Beet and cheddar breadsticks (wholewheat)

Beet and cheddar breadsticks (wholewheat)

Difficulty: Easy


Prep time


Cooking time


Calories per serving


Resting time


Total time



These breadsticks are very easy to make and are a great accompaniment to soups. They taste equally great as standalone snack too. Beet in the recipe boosts the nutritional value even more.


  • 6 tbsp finely grated raw beet

  • 50 grams mature cheddar cheese coarsely grated

  • 1 cup wholewheat flour

  • 1 tsp baking powder

  • 1/4 tsp garlic powder

  • 1/4 tsp freshly crushed black pepper

  • 2 tsp olive oil

  • 1/4 tsp salt

  • 1/4 cup luke warm water

  • 1/4 tsp honey

  • 1/2 tsp yeast

  • (Optional) 1/4 tsp carom seeds or dried thyme

  • (Optional) 1/2 tsp oregano or rosemary

  • (Optional) White sesame seeds to sprinkle on top

  • (Optional) Olive oil or melted butter for brushing


  • Pour the luke warm in a bowl, add honey, salt and yeast. Let it rest for 15 minutes until the yeast forms a foam on top of the water.
  • In a separate large bowl, combine the wholewheat flour, baking powder, grated beet, carom seeds, freshly crushed black pepper, garlic powder and grated cheddar cheese.
  • Make a well in between the flour mixture and add the yeast water. Knead well for about 10 minutes with hands on a lightly floured work surface or for 5 minutes if using an electric mixer fitted with a dough hook.

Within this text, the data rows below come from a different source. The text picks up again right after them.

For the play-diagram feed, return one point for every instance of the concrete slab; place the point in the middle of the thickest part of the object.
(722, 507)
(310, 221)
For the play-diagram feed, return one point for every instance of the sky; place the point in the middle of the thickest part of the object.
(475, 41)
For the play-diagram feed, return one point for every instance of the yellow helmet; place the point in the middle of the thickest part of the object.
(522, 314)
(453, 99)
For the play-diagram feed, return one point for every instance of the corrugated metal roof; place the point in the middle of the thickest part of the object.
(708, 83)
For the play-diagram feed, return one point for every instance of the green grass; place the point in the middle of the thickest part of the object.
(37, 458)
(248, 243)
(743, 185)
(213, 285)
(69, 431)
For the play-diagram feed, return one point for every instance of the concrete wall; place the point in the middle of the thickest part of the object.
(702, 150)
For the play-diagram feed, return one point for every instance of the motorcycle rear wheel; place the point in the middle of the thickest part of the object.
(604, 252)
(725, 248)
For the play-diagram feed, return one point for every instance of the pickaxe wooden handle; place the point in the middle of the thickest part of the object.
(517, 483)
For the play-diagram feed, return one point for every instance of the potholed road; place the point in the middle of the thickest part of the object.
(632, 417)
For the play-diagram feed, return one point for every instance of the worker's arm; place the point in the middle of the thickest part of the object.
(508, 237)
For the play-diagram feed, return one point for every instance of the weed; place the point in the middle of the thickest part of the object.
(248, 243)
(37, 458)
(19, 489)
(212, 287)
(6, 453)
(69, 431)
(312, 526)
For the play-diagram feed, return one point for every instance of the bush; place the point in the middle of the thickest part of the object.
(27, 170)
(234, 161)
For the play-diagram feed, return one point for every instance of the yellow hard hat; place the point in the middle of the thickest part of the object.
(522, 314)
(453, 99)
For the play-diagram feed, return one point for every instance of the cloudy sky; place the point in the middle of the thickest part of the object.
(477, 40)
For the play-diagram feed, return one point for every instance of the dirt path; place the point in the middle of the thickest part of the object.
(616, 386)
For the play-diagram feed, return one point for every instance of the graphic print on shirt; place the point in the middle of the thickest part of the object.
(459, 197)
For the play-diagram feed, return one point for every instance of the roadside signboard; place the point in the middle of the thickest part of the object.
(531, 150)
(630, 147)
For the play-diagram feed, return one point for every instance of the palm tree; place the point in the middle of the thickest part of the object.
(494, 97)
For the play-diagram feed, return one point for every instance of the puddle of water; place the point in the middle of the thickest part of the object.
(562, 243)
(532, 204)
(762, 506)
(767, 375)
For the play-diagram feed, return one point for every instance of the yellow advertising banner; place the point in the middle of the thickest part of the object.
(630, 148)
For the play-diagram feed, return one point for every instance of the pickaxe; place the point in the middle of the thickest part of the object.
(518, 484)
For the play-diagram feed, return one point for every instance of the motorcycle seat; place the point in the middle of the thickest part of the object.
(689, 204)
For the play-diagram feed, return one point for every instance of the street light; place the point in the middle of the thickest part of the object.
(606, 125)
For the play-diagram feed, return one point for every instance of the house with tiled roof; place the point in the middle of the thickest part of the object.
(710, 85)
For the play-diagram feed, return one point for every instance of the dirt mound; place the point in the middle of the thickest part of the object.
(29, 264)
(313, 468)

    Dough should be soft but not sticky
  • Divide the mixture into 12 equal portions in the shape of a ball
  • Place each ball on a floured surface and roll into a long thin sausage shape of about 7-inches long and 1.5 cm wide
  • Place the breadsticks on a lined baking sheet, spacing them enough to let them spread a bit
  • Cover the breadsticks with a cling film, making sure that it is airtight
  • Leave in a warm place for about 1 hour or until doubled in size
  • Pre-heat the oven to 200 degree C/400 degree F/Gas mark 6
  • Remove the cling film from the breadsticks and brush each breadstick with olive oil or melted butter
  • Sprinkle over some white sesame seeds and oregano or rosemary
  • Bake for 20 minutes or until breadsticks feels firm to touch. Remove from oven and leave to cool


  • If the yeast doesn’t form a foam, it means that the yeast may have gone cold. Use instant yeast in such an event.
  • The bread sticks will remain fresh for up to 3 days if wrapped in a paper or kept within an airtight container.
  • You can replace white sesame seeds with some chia seed.